A special note of appreciation to Dr. Pat Murphy of Louisville, Kentucky for representing the many exemplary pain care providers around the world.  (http://jamespmurphymd.com/about/)

An excerpt from "Why I Treat Pain" in Fibromyalgia & Chronic Pain LIFE magazine, Spring 2015:

(The NFMCPA asked guest author Dr. James Patrick “Pat” Murphy for permission to reprint his poignant blog published January 22, 2015 at http://jamespmurphymd.com/2015/01/22/proclaim-pain-care-providers-day/)

Why Do I Treat Chronic Pain?

Another headline today.  Another physician indicted.  I read the phrase “faces life imprisonment,” and it pierces my suddenly fragile psyche like a spinal needle.  My resolve threatens to hemorrhage, figuratively but painfully, leaving me wondering why I do this.  Why do I treat chronic pain?

I’ve seen headlines like this too often.  But I know the doctor in the headline this time. We work in the same hospital. And though I do not know details, I do know that he does not dole out handfuls of pills for cash.  He is not getting rich on Medicaid.  He is merely a solo practitioner willing to embrace suffering people, many of whom are among the most marginalized, downtrodden, and castoff in our economically blighted community. I hope and pray that truth and justice will prevail. But my confidence is fragile.

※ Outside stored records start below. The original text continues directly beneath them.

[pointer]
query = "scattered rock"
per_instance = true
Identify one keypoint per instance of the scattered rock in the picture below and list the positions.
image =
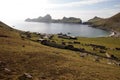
(26, 76)
(97, 59)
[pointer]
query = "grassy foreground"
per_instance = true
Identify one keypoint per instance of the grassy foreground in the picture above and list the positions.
(46, 63)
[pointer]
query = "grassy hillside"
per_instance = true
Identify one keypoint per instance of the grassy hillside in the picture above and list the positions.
(112, 23)
(21, 55)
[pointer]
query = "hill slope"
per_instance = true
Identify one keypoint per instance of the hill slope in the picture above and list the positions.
(112, 23)
(20, 55)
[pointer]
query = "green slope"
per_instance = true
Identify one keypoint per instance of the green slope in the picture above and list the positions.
(21, 55)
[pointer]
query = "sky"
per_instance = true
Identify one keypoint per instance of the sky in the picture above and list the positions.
(84, 9)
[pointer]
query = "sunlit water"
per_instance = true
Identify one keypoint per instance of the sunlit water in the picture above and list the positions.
(54, 28)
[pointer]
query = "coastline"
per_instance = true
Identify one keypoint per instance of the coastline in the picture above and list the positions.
(113, 32)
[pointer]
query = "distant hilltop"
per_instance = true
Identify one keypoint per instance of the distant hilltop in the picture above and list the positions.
(47, 18)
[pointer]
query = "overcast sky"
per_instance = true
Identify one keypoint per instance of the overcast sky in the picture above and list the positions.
(84, 9)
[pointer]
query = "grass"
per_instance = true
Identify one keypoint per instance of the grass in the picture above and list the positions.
(43, 62)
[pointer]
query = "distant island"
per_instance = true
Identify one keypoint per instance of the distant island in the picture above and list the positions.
(112, 23)
(48, 19)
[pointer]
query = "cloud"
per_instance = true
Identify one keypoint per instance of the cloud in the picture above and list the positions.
(78, 3)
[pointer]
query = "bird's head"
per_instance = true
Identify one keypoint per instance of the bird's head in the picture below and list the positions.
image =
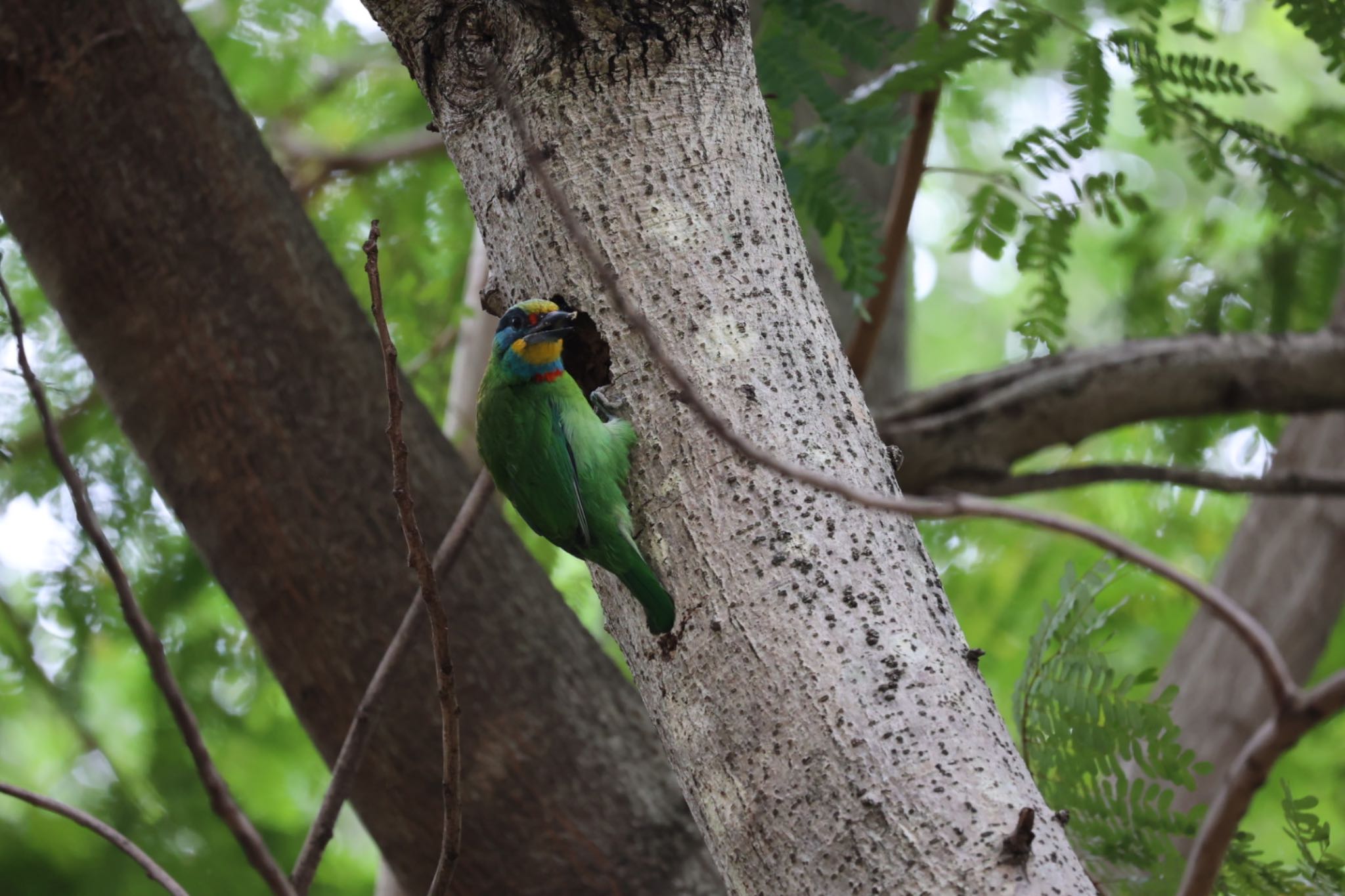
(527, 340)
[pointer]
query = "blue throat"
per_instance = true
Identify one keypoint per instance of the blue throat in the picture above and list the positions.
(519, 370)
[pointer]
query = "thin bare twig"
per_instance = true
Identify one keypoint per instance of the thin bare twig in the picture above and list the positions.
(418, 559)
(910, 169)
(102, 829)
(313, 164)
(221, 800)
(1296, 711)
(366, 715)
(1271, 484)
(1248, 773)
(944, 507)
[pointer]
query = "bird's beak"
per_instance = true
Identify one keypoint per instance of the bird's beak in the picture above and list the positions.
(550, 328)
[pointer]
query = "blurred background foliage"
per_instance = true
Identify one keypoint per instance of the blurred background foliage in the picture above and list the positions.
(1202, 250)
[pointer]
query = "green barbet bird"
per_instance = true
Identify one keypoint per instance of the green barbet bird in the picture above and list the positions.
(554, 458)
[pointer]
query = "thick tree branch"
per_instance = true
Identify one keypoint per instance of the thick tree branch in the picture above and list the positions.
(417, 558)
(944, 507)
(366, 715)
(152, 870)
(1275, 482)
(1248, 773)
(249, 382)
(221, 798)
(910, 169)
(979, 425)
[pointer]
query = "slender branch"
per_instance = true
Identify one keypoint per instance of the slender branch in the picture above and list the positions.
(221, 798)
(152, 870)
(910, 169)
(943, 507)
(1274, 482)
(1248, 773)
(366, 715)
(313, 165)
(418, 559)
(981, 425)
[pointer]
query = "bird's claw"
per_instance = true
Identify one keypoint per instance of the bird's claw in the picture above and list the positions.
(608, 406)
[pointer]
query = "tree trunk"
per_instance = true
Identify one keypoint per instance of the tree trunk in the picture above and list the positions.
(249, 381)
(1285, 565)
(818, 707)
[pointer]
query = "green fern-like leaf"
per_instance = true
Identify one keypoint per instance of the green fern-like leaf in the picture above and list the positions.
(1324, 23)
(994, 218)
(1082, 726)
(1091, 96)
(860, 37)
(1046, 253)
(1024, 30)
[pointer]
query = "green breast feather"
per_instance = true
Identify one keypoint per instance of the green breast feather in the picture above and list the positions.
(562, 467)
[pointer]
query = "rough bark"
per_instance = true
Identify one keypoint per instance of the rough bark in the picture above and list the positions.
(818, 707)
(1285, 565)
(246, 377)
(979, 425)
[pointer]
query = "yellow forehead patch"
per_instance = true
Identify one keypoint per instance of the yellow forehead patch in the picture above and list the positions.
(539, 307)
(540, 354)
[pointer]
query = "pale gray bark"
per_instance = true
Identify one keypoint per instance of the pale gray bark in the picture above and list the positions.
(979, 425)
(250, 382)
(1286, 565)
(818, 707)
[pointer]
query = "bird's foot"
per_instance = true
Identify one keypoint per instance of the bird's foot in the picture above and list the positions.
(608, 405)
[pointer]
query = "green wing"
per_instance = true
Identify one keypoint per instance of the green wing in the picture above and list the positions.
(585, 538)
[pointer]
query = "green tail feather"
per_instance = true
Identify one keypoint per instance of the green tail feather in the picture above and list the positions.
(658, 603)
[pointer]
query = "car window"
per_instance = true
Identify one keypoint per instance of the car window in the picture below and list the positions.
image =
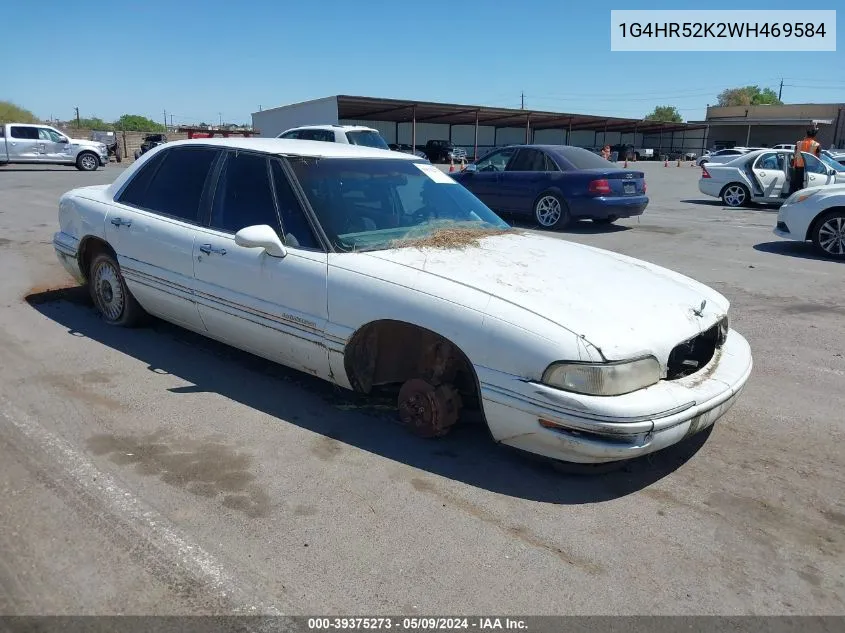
(527, 160)
(244, 196)
(367, 139)
(360, 205)
(23, 132)
(771, 160)
(580, 158)
(813, 164)
(175, 183)
(297, 230)
(497, 161)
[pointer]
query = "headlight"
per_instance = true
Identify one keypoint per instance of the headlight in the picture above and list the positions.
(603, 379)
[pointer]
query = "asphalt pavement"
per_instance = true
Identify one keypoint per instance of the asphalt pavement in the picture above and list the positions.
(156, 472)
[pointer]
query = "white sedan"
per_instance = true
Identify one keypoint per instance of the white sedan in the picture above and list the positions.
(371, 268)
(816, 214)
(762, 176)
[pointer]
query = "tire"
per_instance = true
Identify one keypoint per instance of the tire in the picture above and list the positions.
(87, 161)
(829, 235)
(736, 195)
(111, 296)
(551, 212)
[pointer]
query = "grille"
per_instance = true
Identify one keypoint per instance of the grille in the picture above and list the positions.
(692, 355)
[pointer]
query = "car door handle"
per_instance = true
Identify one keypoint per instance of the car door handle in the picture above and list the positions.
(208, 249)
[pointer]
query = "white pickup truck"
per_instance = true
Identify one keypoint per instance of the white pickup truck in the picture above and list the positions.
(42, 144)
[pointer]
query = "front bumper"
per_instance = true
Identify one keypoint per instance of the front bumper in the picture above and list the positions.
(603, 429)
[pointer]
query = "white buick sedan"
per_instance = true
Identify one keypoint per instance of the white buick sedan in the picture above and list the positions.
(371, 268)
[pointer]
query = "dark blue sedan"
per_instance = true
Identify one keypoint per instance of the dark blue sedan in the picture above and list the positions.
(556, 184)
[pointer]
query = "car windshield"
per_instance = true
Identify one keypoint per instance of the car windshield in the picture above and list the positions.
(583, 159)
(377, 204)
(367, 138)
(830, 162)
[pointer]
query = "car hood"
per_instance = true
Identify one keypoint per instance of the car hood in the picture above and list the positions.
(623, 306)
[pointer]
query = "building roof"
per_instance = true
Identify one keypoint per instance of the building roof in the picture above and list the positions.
(404, 111)
(763, 121)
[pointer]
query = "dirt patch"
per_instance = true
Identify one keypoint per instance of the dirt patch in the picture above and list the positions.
(456, 237)
(204, 467)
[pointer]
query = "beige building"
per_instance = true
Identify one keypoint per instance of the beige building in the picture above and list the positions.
(768, 125)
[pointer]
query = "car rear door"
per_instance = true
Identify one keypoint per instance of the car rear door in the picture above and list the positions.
(274, 307)
(769, 172)
(152, 229)
(523, 179)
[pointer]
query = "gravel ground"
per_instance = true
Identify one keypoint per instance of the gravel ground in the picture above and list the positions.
(153, 471)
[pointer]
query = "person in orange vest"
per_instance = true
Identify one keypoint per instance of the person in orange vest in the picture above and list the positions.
(810, 145)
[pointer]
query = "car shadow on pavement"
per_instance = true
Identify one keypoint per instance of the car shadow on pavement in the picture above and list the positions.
(582, 227)
(801, 250)
(369, 423)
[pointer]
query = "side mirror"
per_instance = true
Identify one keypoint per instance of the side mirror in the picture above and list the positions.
(261, 236)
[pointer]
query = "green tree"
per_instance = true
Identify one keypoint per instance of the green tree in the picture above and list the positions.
(12, 113)
(137, 123)
(669, 114)
(748, 95)
(95, 123)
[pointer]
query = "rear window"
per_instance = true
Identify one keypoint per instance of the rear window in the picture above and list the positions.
(581, 158)
(367, 138)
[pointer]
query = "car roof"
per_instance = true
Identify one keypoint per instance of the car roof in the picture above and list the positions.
(331, 127)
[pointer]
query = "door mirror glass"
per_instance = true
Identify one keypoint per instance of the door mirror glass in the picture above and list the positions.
(261, 236)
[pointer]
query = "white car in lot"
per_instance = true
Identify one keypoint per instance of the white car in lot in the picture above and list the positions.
(762, 176)
(816, 214)
(360, 266)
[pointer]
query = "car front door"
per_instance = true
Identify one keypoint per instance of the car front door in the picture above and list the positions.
(485, 181)
(816, 173)
(769, 170)
(23, 144)
(152, 229)
(523, 180)
(274, 307)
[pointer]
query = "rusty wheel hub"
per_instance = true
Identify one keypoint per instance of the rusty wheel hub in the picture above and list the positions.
(428, 411)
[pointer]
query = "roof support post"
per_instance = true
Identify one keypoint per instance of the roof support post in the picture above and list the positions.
(475, 154)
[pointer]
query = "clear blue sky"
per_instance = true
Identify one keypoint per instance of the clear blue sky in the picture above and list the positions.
(201, 59)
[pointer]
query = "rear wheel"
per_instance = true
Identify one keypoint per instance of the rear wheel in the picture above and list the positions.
(110, 294)
(829, 234)
(551, 211)
(735, 195)
(87, 161)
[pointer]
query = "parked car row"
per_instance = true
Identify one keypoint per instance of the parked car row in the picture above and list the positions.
(375, 270)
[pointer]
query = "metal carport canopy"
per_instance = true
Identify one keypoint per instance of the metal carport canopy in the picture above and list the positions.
(404, 111)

Yesterday, my fifteen-year-old son and I were driving in the car, and he asked about this doctor because it was “all over the news.” My son knows what I do for a living. He’s heard me lament about how frightening  the heavy hand of regulatory oversight by non-medical types can be for us medical types. I can only imagine how news of another pain specialist facing life in prison must make him feel – how it must make my wife feel, my other children, my parents, my friends, my employees, my patients--all those who depend on me, care about me, love me.

But I don’t dare go into the deep, dark honest place in my heart to ask how it makes me feel. I can’t.  I have work to do. I have “Mama P” in my exam room right now. Despite the indescribably painful metastatic cancer that has invaded her spine, she manages a warm smile, offers me her outstretched trembling arms, and we embrace. She is here, and she needs me. And as my moist tears well up, I realize that, today, I need her. 

And I know, again, why I do this.  And I know what we must do to make sure that she and every other suffering soul has hope. We must let pain care providers feel our powerful and uplifting embrace – the embrace of the fragile people they serve – because, in reality, we are all fragile suffering souls. We all need each other.

PAIN CARE PROVIDERS DAY IS MARCH 20, 2015, the first day of spring. It will be a day to recognize our caregivers from all walks of life who do what they can to ease the pain of others.  Ways to make this day special might include dropping off a nice note for your therapist, baking some cookies for the clinic staff, sending flowers to the person who schedules your appointments, blogging, or writing a letter to the editor in support of better access to effective pain care for all. Unleash your creativity and spread the message.

Please use social media to the fullest extent and tweet with the hashtag #WhyPCPD.

Thank you. I’m feeling stronger already.